Segundo a denúncia, que será repassada hoje ao Ministério Público, os patrocinadores da Fifa possuem 63% dos ingressos do Mundial. E pessoas ligadas a eles os vendem a intermediários. Os bilhetes param nas mãos de agências internacionais de turismo, que negociam o acesso às arquibancadas dos estádios nos jogos a valores bem acima do mercado.
A especulação aumentou esta semana, às vésperas da decisão da Copa, domingo, no Maracanã. Segundo a denúncia, os ingressos de categoria 1, que custam R$ 1.980, são repassados às agências por R$ 4 mil — o dobro do preço. E estariam sendo oferecidos a interessados em assistir ao jogo final por até 15 mil dólares (equivalentes a R$ 33.192).
As agências ofereceriam ainda acesso aos melhores hotéis e restaurantes do Rio, garantindo transporte para o Maracanã. “É um pacote completo. Eu sei desses valores porque houve interesse de clientes chineses. Mas eles desistiram porque acharam os valores muito altos”.
O agente europeu disse ainda que o esquema funciona há pelo menos 20 anos. E, segundo ele, a entidade organizadora da Copa tem conhecimento da venda ilegal de ingressos. “Mas a Fifa não tem interesse em investigar, porque depende dos patrocinadores. Isso (venda ilegal de ingressos) não é surpresa para quem trabalha na indústria. Mas o esquema nunca foi investigado dessa forma. Ninguém imaginava que a polícia brasileira iria atrás da Fifa dessa forma. Na Copa do Mundo na África, a venda de ingressos ocorria livremente”, avaliou.
Segundo a investigação feita pela 18ª DP (Praça da Bandeira), o esquema envolvendo a máfia dos ingressos movimentava cerca de R$ 200 milhões nas últimas quatro Copas do Mundo. Uma empresa de turismo da Europa, inclusive, oferece — e já vendeu centenas —, em seu site pacote de ingressos da disputa de terceiro lugar, da final e até de outros eventos. “A Copa do Mundo será decidida no país do futebol. Uma experiência única na vida”, escreveu o site.
Promotor irá avaliar a denúncia
O promotor Marcos Kac, da 9ª Promotoria de Investigação Penal (PIP), que deve denunciar a máfia dos ingressos hoje, disse que irá avaliar o relatório enviado pelo agente europeu ao DIA. “Mas ainda é prematuro falar sobre algo que ainda nem foi investigado. Agora, estou analisando os elementos do inquérito para embasar a denúncia”, explicou.
A reportagem do DIA enviou e-mail à Fifa, pedindo resposta sobre o assunto. Mas não obteve resposta até as 22h30 de quarta-feira.
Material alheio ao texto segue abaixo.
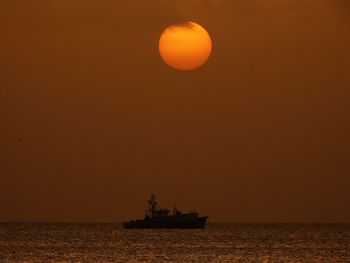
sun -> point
(185, 46)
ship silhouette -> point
(159, 218)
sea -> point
(75, 242)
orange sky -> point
(258, 134)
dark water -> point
(216, 243)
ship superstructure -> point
(159, 218)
A Polícia Civil entregou, ontem, o inquérito ao MP, pedindo a prisão preventiva de 11 dos acusados de participar do esquema. Marcos Kac tem um prazo de cinco dias para estudar o conteúdo do inquérito, que é sigiloso.
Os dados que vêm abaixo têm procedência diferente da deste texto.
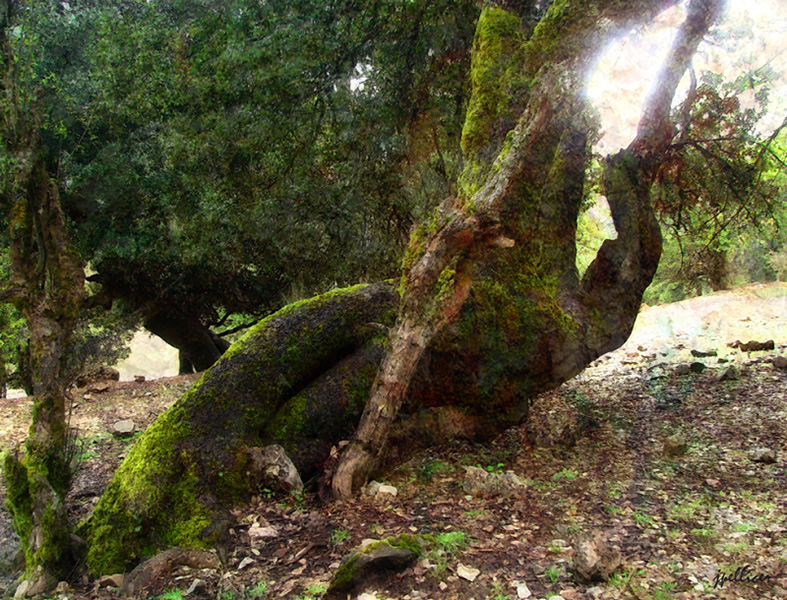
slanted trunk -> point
(198, 347)
(48, 274)
(492, 308)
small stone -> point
(262, 532)
(21, 590)
(371, 488)
(675, 446)
(115, 580)
(198, 586)
(682, 369)
(522, 591)
(386, 489)
(468, 573)
(763, 455)
(123, 428)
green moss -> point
(497, 82)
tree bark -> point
(535, 176)
(492, 310)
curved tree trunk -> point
(492, 308)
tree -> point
(46, 285)
(489, 310)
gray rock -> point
(198, 586)
(270, 466)
(675, 446)
(483, 483)
(763, 455)
(123, 428)
(391, 554)
(594, 559)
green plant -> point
(664, 591)
(565, 473)
(339, 536)
(259, 590)
(553, 573)
(643, 520)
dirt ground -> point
(592, 458)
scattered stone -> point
(752, 346)
(371, 488)
(594, 559)
(115, 580)
(385, 489)
(482, 483)
(522, 591)
(763, 455)
(123, 428)
(391, 554)
(262, 532)
(198, 586)
(148, 572)
(21, 590)
(728, 374)
(703, 354)
(468, 573)
(100, 374)
(271, 467)
(675, 446)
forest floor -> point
(592, 457)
Polícia Civil pede prisão de 11 dos 12 acusaados de integrar esquema
A Polícia Civil pediu prisão preventiva de 11 dos 12 acusados de integrar o esquema. Entre eles, está o francês de origem argelina Mohamadou Lamine Fofana, acusado de chefiar o esquema que está preso desde a semana passada, e o britânico Raymond Whalen, capturado na segunda-feira e liberado na madrugada seguinte, por meio de um pedido de liberdade provisória.
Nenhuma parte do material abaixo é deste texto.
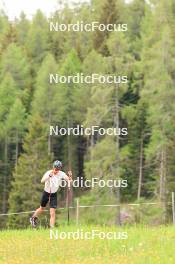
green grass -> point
(145, 245)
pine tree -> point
(32, 164)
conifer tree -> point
(32, 164)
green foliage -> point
(32, 164)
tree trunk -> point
(162, 192)
(117, 167)
(4, 196)
(140, 169)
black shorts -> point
(45, 199)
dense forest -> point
(145, 105)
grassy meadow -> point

Apontado como o ‘tubarão’ da Fifa, Whelan era gerente-executivo da Match Services, empresa que tem a exclusividade da venda de ingressos na Copa. E pediu para se afastar do cargo ontem. Ele é acusado pela investigação de ser um dos principais fornecedores de ingressos da quadrilha. Acabou indiciado por associação criminosa e por facilitar o recebimento de ingressos a cambistas, delito previsto no Estatuto do Torcedor.